On the pages of those comics penned by DeConnick (the very same pages which play a huge role in influencing the Captain Marvel movie), Carol Danvers is left investigating one of her greatest inspirations. In a story which sees her travel back in time, she encounters Helen Cobb, the woman responsible for nabbing the record for the highest flight of all-time at 35,000 feet -- a record Carol sought to break. While shades of Helen Cobb are present in other characters in Captain Marvel, such as Annette Bening's character calling Carol "Ace" whereas Helen would call Carol "Kitten," the character is not in the final cut of the movie. Originally, she was.
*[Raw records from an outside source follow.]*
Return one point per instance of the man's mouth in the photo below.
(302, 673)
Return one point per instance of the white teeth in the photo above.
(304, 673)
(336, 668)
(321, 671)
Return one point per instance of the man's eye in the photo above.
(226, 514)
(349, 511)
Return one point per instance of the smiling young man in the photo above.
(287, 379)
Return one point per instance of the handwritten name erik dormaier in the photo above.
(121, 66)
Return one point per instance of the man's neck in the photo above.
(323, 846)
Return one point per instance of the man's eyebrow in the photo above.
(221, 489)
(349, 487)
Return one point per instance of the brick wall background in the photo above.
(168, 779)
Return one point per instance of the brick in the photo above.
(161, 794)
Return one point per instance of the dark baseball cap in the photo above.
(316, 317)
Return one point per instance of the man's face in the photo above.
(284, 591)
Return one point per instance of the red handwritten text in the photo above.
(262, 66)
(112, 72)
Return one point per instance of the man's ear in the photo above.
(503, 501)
Marvel Studios president Kevin Feige sat down with Comicbook.com to discuss the upcoming film, where he admits the comic influence is "for sure a lot of Kelly Sue DeConnick." Then, of course, comes the live-action changes over "years of developing the movie, and years of thinking about it," before directors come into play. "Then bringing on new voices and when Anna [Boden] and Ryan [Fleck] came on, really bring it into focus," Feige said. "You know, there's a lot of discussions about Helen Cobb and bring her in somehow. And, she was in some drafts."
Feige was quick to look over at executive producer Jonathan Schwartz for confirmation. "She was," Schwartz said. "She was in there for a while."
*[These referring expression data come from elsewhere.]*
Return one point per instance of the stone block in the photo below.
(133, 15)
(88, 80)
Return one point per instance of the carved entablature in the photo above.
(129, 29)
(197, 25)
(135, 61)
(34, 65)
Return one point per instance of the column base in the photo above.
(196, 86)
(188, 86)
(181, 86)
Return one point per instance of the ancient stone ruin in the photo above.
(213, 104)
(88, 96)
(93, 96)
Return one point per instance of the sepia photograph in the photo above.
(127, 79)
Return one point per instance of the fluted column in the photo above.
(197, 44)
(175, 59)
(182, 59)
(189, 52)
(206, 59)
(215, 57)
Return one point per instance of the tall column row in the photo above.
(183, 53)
"Yeah," Feige adds. "But ultimately, the story is about Carol Danvers, so everything had to focus and funnel through her."
Directors of Captain Marvel, Boden and Fleck, agree with Feige on the source material which inspired the film (as seen in the interview in the video above).
"We read a lot and felt like which parts of it we gravitated towards, which things excited us, which elements we felt like we could live with for two years," Boden explained. "And the most important element is really the character of Carol Danvers and this particular version of the character which really was inspired by Kelly Sue DeConnick's."
While the story is ultimately altered from the comic book run of DeConnick as a means to fit Captain Marvel into the Marvel Cinematic Universe while also telling its own standalone story, it is the character-design which needed to shine through. Boden wanted to focus on "her humor, her grit, but also just her humanity and her relationships with other women that [DeConnick] wrote so well." As fans will see when watching the film, the inspirational origin story is loaded with heart. "There are moments in those comics that aren't about action at all and are just about feeling the emotion of the death of a friend, and those are the moments that stick with me as much as the action-oriented kick-ass moments," Boden said.
Captain Marvel opens in theaters on March 8, 2019.